Thursday, January 16, 2014

Freedom of Mind...

I got an alert that I had a new "Today's Message From God" on FB.  I read it and it bothered me a bit:

Today, we believe God wants you to know that ...

no matter what happens to you, you always have freedom of mind.

That means you always have freedom to choose the path of virtue over the path of suffering, to choose being one with God over being alone.

I do not necessarily think that one "chooses" to be alone.  I find this message interesting in that I prayed for someone to come into my life.  I have always believed that God has been there in my life.  I know there are so many lessons to learn, but I have always thought of God being in my life.

On the subject of "Freedom of Mind", I believe that we do have the freedom to choose right from wrong.  That can be whether you decide to have that piece of cake or not, when you are on a diet.  Or choosing not to say what you really feel vs a sugar-coated politically correct version.  That is our freedom of mind.

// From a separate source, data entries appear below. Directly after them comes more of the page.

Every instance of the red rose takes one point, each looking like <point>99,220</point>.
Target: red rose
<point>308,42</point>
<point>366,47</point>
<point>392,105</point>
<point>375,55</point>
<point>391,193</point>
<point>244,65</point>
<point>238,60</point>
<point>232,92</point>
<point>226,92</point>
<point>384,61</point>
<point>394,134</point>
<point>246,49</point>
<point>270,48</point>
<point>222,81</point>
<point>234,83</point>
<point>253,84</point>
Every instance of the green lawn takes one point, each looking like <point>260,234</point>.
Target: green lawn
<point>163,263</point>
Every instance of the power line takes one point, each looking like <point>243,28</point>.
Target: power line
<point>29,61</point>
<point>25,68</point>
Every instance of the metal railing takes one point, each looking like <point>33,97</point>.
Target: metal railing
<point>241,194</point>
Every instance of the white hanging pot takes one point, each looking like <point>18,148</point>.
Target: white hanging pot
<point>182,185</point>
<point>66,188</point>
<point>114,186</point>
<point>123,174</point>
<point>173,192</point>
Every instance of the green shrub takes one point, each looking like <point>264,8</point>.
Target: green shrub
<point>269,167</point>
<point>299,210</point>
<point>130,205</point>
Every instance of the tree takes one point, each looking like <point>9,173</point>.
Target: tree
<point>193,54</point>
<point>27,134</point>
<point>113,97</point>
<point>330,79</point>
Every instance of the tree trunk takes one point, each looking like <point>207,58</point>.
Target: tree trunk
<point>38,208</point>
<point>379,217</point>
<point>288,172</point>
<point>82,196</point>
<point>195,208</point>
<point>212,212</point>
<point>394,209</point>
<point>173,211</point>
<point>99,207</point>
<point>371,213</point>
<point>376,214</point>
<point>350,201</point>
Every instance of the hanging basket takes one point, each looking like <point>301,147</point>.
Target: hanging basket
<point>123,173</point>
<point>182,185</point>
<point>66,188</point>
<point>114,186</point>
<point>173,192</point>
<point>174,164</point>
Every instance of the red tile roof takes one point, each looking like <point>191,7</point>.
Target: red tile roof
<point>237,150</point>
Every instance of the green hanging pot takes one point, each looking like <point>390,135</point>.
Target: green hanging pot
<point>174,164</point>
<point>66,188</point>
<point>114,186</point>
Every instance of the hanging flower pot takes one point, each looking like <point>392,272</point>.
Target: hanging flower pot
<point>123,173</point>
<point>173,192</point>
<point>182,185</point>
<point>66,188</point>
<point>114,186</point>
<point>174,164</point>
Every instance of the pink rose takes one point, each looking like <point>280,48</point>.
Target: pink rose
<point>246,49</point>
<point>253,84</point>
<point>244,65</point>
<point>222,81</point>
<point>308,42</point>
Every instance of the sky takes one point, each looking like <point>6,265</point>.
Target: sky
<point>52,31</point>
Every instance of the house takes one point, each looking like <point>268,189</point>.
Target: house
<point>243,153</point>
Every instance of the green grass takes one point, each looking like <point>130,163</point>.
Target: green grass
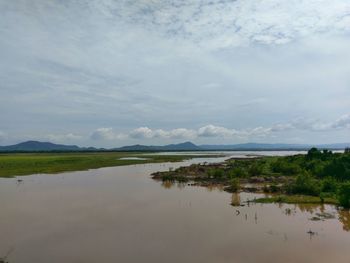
<point>32,163</point>
<point>296,199</point>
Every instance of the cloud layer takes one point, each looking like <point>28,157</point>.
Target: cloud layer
<point>247,67</point>
<point>212,131</point>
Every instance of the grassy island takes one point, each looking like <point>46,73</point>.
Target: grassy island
<point>15,164</point>
<point>317,177</point>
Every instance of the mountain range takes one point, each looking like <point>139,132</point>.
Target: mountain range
<point>36,146</point>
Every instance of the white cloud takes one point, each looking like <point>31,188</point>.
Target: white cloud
<point>2,136</point>
<point>106,134</point>
<point>64,137</point>
<point>142,133</point>
<point>212,131</point>
<point>215,131</point>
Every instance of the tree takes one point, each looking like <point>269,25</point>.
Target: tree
<point>344,195</point>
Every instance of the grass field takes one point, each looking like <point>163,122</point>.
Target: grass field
<point>32,163</point>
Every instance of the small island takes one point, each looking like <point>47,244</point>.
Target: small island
<point>317,177</point>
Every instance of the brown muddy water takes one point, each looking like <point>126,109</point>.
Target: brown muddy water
<point>121,215</point>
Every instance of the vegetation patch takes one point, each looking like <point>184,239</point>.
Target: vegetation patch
<point>317,177</point>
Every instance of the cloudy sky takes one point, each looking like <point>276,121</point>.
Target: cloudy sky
<point>116,72</point>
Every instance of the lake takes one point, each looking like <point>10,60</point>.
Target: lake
<point>120,214</point>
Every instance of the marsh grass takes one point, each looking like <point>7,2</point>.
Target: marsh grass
<point>49,163</point>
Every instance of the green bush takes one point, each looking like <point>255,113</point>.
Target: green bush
<point>216,173</point>
<point>255,169</point>
<point>305,184</point>
<point>284,167</point>
<point>234,185</point>
<point>329,185</point>
<point>237,172</point>
<point>344,195</point>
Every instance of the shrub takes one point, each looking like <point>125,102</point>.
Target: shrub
<point>234,185</point>
<point>344,195</point>
<point>255,169</point>
<point>237,172</point>
<point>283,167</point>
<point>329,185</point>
<point>305,184</point>
<point>216,173</point>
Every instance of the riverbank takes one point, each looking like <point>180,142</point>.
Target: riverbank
<point>317,177</point>
<point>18,164</point>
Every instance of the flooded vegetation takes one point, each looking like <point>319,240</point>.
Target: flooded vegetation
<point>316,177</point>
<point>119,214</point>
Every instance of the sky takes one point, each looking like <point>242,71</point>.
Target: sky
<point>110,73</point>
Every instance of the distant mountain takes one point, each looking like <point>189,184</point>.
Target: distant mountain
<point>35,146</point>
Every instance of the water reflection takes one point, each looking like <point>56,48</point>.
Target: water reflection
<point>235,199</point>
<point>344,218</point>
<point>106,215</point>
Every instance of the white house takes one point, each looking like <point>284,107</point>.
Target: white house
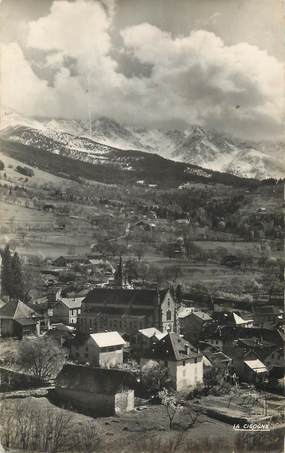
<point>67,309</point>
<point>103,349</point>
<point>184,363</point>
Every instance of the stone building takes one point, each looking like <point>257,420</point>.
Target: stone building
<point>103,349</point>
<point>127,310</point>
<point>183,361</point>
<point>18,320</point>
<point>96,391</point>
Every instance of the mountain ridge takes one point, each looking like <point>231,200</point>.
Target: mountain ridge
<point>195,145</point>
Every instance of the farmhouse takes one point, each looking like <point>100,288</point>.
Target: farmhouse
<point>184,363</point>
<point>193,325</point>
<point>142,340</point>
<point>127,310</point>
<point>17,320</point>
<point>96,391</point>
<point>67,309</point>
<point>103,349</point>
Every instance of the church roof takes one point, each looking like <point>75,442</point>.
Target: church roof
<point>123,297</point>
<point>105,339</point>
<point>172,347</point>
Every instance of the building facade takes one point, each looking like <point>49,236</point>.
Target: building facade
<point>67,310</point>
<point>100,349</point>
<point>96,391</point>
<point>127,310</point>
<point>183,361</point>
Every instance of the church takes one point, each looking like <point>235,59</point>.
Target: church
<point>126,310</point>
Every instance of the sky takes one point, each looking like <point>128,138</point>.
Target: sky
<point>149,63</point>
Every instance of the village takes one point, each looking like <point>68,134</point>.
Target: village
<point>119,346</point>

I have had an utterly crappy day with work.  All I can say is that no matter what I do, for some people, it is never good enough.  I am so fed up with guessing what to do or how to go about getting what is needed.  I feel that someone else needs convey this better or let someone else run these types of things. 

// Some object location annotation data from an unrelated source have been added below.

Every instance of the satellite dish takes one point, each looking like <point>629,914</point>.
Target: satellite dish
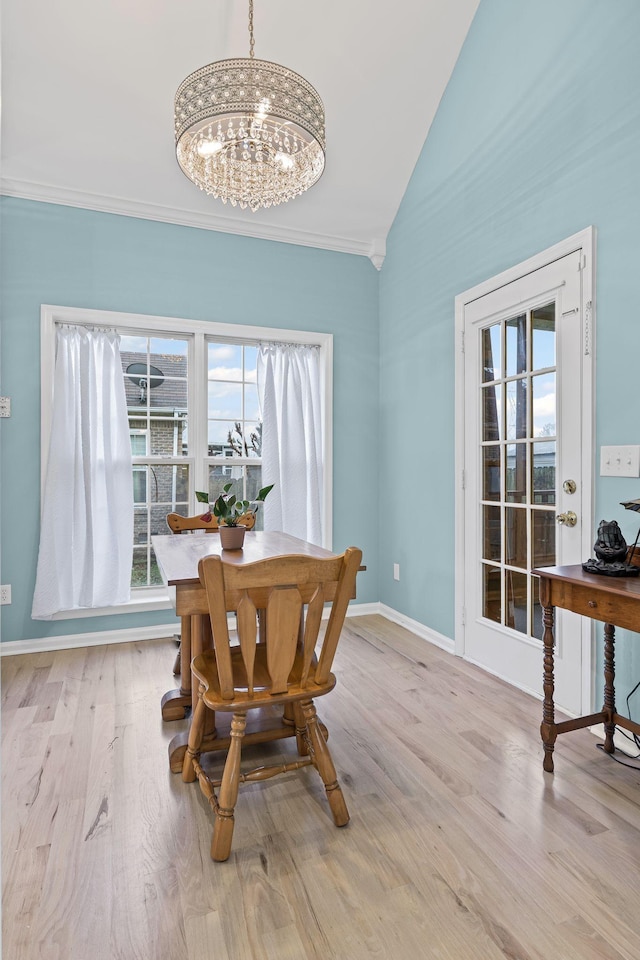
<point>146,377</point>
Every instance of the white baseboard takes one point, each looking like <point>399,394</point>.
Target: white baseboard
<point>125,635</point>
<point>620,742</point>
<point>95,639</point>
<point>426,633</point>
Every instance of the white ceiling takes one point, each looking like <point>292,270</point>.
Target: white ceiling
<point>87,104</point>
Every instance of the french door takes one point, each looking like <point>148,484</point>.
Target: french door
<point>524,472</point>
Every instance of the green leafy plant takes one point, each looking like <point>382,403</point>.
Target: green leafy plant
<point>228,509</point>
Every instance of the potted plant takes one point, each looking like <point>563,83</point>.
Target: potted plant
<point>229,511</point>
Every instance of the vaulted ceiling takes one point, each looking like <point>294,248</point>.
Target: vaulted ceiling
<point>87,104</point>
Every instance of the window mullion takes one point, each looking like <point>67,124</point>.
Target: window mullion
<point>198,405</point>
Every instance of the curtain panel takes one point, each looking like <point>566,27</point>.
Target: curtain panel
<point>86,531</point>
<point>292,447</point>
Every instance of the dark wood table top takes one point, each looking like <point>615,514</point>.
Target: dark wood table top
<point>178,555</point>
<point>620,586</point>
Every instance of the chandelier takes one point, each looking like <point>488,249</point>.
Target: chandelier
<point>249,131</point>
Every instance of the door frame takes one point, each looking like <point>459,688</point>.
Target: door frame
<point>584,241</point>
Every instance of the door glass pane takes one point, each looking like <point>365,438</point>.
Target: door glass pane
<point>491,412</point>
<point>543,480</point>
<point>516,601</point>
<point>516,483</point>
<point>491,586</point>
<point>518,437</point>
<point>491,473</point>
<point>536,609</point>
<point>544,405</point>
<point>491,352</point>
<point>543,336</point>
<point>544,538</point>
<point>516,536</point>
<point>492,539</point>
<point>516,345</point>
<point>516,409</point>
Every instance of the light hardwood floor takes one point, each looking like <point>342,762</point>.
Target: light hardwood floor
<point>459,846</point>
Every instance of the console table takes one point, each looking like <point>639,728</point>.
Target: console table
<point>615,601</point>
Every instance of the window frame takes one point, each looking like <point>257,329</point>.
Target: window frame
<point>198,333</point>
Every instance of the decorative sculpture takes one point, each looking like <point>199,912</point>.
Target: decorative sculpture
<point>611,550</point>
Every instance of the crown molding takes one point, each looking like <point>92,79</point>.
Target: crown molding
<point>47,193</point>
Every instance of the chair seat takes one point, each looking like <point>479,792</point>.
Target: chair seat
<point>205,669</point>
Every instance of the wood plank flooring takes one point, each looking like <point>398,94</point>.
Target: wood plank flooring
<point>459,846</point>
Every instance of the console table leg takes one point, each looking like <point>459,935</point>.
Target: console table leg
<point>548,725</point>
<point>609,707</point>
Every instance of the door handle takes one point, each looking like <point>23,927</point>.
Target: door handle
<point>569,519</point>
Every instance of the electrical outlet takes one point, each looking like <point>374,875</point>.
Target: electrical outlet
<point>620,461</point>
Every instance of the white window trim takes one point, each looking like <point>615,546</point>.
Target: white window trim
<point>146,598</point>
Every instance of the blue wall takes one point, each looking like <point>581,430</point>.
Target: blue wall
<point>62,255</point>
<point>537,136</point>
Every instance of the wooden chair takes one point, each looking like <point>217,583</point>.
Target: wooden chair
<point>208,523</point>
<point>283,670</point>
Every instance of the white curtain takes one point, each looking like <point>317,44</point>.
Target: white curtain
<point>289,390</point>
<point>86,532</point>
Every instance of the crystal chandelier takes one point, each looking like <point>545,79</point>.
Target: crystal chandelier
<point>249,131</point>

I contacted the new manager and asked about setting up a cut over date.  I think the change will do me a lot more good.  I have had my fill with what I am doing now.  I do not even want to force myself to concentrate.  That is just not like me and I know it.

Last night, I truly enjoyed a great dinner at PF Chang's and getting some fabulous friend time with Random Cathy.  I am blessed to have such a wonderful friend back in my life.  I was incredibly nervous to show her what I had done with the book idea, but it really bolstered my confidence when she gave me some great advice and suggestions.  All very positive.  I hope I can do the same for her!

I am still trucking on with trying to get my 10,000 steps.  Two days in a row, I have gotten to 10,000 steps.  Tonight, I may not make that, but I am fine with that.  I think a slow day is needed, then crack on with getting my steps in per day.  I am very close to making my goal and that makes me happy.  I get under that 300 number, that is the first step.  Next major goal, get under the 290 number.  Just a little bit at time and whittle the weight away.

I really want to lose the weight badly.  I am just afraid my patience won't hold.  That bothers me a lot.  Maybe what is bothering me is the drama from work.  I just wish I never had to mess with that.